💪 Brain Exercises
🏠🏋️♀️ Monday – Walking with a Purpose
How to Do: Walk in a park or around your home while focusing on your steps and surroundings.
What You Need: Comfortable shoes and space to walk.
Benefits: Improves blood flow to the brain, reduces stress, and stimulates thinking.
🦶 Tuesday – Dancing
How to Do: Follow a simple choreography or dance freely to music you enjoy.
What You Need: Music and space to move.
Benefits: Enhances coordination, memory, and mood.
🨿 Wednesday – Balance Training
How to Do: Stand on one leg for 10–20 seconds, then switch. Use a wall for support if needed.
What You Need: Flat surface and optional chair or wall for balance.
Benefits: Supports coordination and prevents falls, promoting brain-body connection.

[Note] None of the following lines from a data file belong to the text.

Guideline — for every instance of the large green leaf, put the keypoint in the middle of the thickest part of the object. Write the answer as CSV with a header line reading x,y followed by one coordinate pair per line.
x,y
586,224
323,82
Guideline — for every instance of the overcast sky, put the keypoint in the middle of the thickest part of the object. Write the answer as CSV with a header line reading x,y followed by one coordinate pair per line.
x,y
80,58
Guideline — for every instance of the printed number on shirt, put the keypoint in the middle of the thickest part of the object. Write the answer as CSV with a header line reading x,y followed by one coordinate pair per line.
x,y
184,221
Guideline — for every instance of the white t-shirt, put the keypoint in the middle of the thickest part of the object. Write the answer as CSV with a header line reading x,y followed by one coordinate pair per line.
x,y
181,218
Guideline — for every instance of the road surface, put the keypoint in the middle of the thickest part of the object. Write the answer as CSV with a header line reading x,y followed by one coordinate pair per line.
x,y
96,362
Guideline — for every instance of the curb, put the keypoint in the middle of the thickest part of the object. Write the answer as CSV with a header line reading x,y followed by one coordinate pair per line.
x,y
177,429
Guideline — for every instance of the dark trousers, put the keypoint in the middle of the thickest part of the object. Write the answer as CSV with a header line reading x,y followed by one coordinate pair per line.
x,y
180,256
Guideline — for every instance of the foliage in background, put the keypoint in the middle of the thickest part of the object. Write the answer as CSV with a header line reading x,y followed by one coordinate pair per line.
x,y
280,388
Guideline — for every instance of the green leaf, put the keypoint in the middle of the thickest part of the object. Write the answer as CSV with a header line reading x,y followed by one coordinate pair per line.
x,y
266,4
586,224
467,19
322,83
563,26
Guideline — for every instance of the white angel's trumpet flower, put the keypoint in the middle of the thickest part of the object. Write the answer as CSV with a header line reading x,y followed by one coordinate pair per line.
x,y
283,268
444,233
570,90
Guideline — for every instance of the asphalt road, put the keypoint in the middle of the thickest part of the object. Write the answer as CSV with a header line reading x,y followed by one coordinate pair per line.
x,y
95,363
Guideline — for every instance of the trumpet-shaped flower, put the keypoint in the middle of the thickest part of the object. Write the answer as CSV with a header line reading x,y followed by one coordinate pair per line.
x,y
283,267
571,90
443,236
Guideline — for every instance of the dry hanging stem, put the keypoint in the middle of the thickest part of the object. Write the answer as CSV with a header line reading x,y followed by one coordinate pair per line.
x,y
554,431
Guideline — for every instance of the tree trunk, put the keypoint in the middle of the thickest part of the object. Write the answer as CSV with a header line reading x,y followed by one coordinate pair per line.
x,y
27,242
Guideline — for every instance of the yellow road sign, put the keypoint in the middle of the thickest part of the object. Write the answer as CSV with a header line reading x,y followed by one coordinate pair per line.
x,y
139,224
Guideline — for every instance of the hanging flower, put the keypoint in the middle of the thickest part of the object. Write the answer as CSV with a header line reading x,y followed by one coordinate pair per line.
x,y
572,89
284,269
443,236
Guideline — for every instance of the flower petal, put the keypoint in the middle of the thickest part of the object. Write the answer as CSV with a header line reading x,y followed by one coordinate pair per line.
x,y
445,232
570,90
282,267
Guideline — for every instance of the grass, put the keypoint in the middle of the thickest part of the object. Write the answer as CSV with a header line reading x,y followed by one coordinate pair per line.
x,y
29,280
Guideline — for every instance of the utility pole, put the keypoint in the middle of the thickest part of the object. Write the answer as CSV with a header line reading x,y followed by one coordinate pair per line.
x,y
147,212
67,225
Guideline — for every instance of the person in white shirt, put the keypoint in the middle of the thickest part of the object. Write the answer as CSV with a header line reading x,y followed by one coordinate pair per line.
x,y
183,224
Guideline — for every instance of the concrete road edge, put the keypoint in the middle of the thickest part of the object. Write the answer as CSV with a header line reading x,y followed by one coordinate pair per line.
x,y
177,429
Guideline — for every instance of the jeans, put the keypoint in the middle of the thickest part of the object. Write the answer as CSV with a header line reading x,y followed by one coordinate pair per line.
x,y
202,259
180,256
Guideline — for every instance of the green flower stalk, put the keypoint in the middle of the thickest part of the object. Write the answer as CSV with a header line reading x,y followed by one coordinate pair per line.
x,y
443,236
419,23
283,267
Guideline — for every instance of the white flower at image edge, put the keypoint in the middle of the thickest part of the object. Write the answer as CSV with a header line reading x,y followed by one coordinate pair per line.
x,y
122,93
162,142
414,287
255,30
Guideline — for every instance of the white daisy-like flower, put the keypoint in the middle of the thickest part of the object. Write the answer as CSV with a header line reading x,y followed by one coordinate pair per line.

🧃 Thursday – Breathing and Mindfulness
How to Do: Sit or lie down comfortably. Breathe in deeply for 4 seconds, hold for 4, exhale for 4. Repeat for 5–10 minutes.
What You Need: Quiet space.
Benefits: Lowers anxiety, enhances focus, and strengthens neural pathways.
📈 Friday – Light Strength Training
How to Do: Use light weights or resistance bands for squats, arm curls, and leg raises.
What You Need: Resistance bands or small dumbbells.
Benefits: Increases circulation, improves brain chemical activity, and builds muscle strength.
🌳 Saturday – Gardening or Nature Work
How to Do: Plant flowers, pull weeds, or water plants while staying mindful of textures and smells.
What You Need: Garden tools or potted plants.
Benefits: Reduces stress, promotes calmness, and engages sensory processing.
🚴 Sunday – Bicycle Riding
How to Do: Ride your bicycle in a safe area or use a stationary bike indoors.
What You Need: Bicycle or stationary bike and helmet.
Benefits: Improves cardiovascular health and boosts oxygen delivery to the brain.